Eigentlich könnte der Tag und damit mein Bericht an dieser Stelle bereits gelaufen sein, ich bin geistig auch schon im Bus mit einem guten Laphroaig in der Hand. Aber der Tag ist noch nicht gelaufen…
Der erste Shuttle zu den Bussen soll gleich kommen und ich stehe mit einem Großteil der Crew in der Halle und warte. Die Stimmung ist aus gegebenem Anlass etwas bedrückt und so packe ich meine Dockingstation aus und schließe meine iPhone an. Woddy Woddy Wodka von Udo Lindenberg kann jetzt nicht schaden und die Musik erhellt unsere Gemüter. Plötzlich kommt ein Typ um die Ecke, reißt mein Telefon aus der Station und verschwindet damit. Ich denke erst an einen Scherz, vermute, dass hier jemand nachschauen will, was wir hören und verlange nichtsahnend mein Handy zurück. Da geht der Knabe steil. Was wir hier für einen Lärm machen, im Hof muss man leise sein und so weiter. Wir sind aber IN der Halle, die Türen sind zu und vor kurzem lief hier ein Konzert mit ungleich höherer Lautstärke. Ich frage, warum er mir denn nicht einfach sagt, dass ich leiser oder aus machen soll, weil ich ein durchaus kommunikationsfähiger und auch ebenso einsichtiger wie kompromissbereiter Mensch bin. Das mit dem leiser machen war Sekunden vorher Teufelchen angeschafft worden, die hatte aber nicht einmal Zeit, mir das mitzuteilen. Kommunikation ist leider nicht jedem geläufig und so werde ich, der ich bis heute noch nicht recht weiß, WAS ich eigentlich angestellt habe, angeschrien: „Wir gehen jetzt da raus und klären das!“ Etwas grotesk die Situation, weil man mir ja gerade erklärt hat, dass im Hof Ruhe herrschen muss. Aber Schreien und Prügel androhen sind da wohl nicht mit eingeschlossen. Ich mache klar, dass ich nicht mit rauskomme und wenn es was zu klären gibt wir das gerne hier drinnen tun können. Immerhin weiß ich jetzt, dass ich ein Weichei bin, das wird mir zumindest in gehobener Lautstärke attestiert. Alles klar, seien wir an dieser Stelle einfach mal froh, dass ich eine friedfertige Seele bin, die cholerisches Gehabe auch nicht so schnell wütend macht.

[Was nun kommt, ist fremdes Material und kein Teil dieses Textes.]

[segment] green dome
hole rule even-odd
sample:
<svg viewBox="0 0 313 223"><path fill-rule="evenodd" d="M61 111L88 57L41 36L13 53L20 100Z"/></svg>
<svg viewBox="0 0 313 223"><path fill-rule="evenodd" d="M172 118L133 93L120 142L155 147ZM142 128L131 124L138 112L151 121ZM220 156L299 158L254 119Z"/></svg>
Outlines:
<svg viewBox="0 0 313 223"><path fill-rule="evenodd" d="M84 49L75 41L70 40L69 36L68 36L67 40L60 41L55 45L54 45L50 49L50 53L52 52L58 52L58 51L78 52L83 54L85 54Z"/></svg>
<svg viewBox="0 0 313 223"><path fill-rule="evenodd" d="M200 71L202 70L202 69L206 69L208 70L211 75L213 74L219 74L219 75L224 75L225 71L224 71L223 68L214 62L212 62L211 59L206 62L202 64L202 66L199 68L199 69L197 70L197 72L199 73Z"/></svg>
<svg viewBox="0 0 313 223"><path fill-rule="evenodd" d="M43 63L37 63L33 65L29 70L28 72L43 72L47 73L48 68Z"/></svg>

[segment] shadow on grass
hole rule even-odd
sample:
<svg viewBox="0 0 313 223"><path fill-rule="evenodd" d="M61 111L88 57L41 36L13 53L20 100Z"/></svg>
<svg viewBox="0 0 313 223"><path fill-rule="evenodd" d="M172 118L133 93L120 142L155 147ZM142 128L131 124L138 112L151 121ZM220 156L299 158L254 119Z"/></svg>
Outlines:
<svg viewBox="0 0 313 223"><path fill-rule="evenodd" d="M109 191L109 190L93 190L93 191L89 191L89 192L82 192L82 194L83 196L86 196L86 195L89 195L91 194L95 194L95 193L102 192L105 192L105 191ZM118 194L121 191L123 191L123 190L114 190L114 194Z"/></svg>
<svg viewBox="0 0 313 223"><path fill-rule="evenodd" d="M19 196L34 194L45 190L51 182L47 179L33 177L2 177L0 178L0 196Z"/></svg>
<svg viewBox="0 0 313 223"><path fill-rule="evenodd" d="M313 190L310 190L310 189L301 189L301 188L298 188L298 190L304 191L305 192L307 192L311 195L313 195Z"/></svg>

Langsam wird’s mir aber zu blöde, zumal ich immer noch nicht kapiere, was den Herren so auf die Palme bringt. Anscheinend hat er sich vorher mit Teufelchen gestritten und hält ihr jetzt einen Vortrag, was sie noch zu lernen und wie sie sich zu verhalten hat. Alles klar. Nach diesem hollywoodreifen Auftritt und der Demonstration wie man sich adäquat verhält alles in allem sehr „glaubwürdig“
Zu guter Letzt wird mir noch angedroht, dass ich zu Fuß zum Bus laufen muss und ich sage nur, dass ich mir dann eben ein Taxi rufe. Komischerweise darf ich dann aber doch in den Shuttle, wo alle, die das eben mitbekommen haben, kopfschüttelnd Platz nehmen. Ein krönender Abschluss für diesen Tag. Danke für so viel Demonstration zwischenmenschlicher Wärme und Umgangsformen…
Jetzt ab zu den Bussen, es gibt Wichtigeres zu tun, als sich über Nichtigkeiten aufzuregen, zum Beispiel die Fans über alle Kanäle über unsere heutige Entscheidung zu informieren. Dank Bus-W-LAN ist das kein Problem und um 2 Uhr morgens sind alle Seiten mit der News gefüttert.
Am nächsten Morgen schicken wir Thomas zum Arzt und drehen noch einen Podcast, um euch allen noch einmal persönlich unsere Situation zu schildern. Derweil kümmert sich Armin bereits um die Ersatztermine und so werden wir uns in Kürze mit auskuriertem Sänger wieder sehen!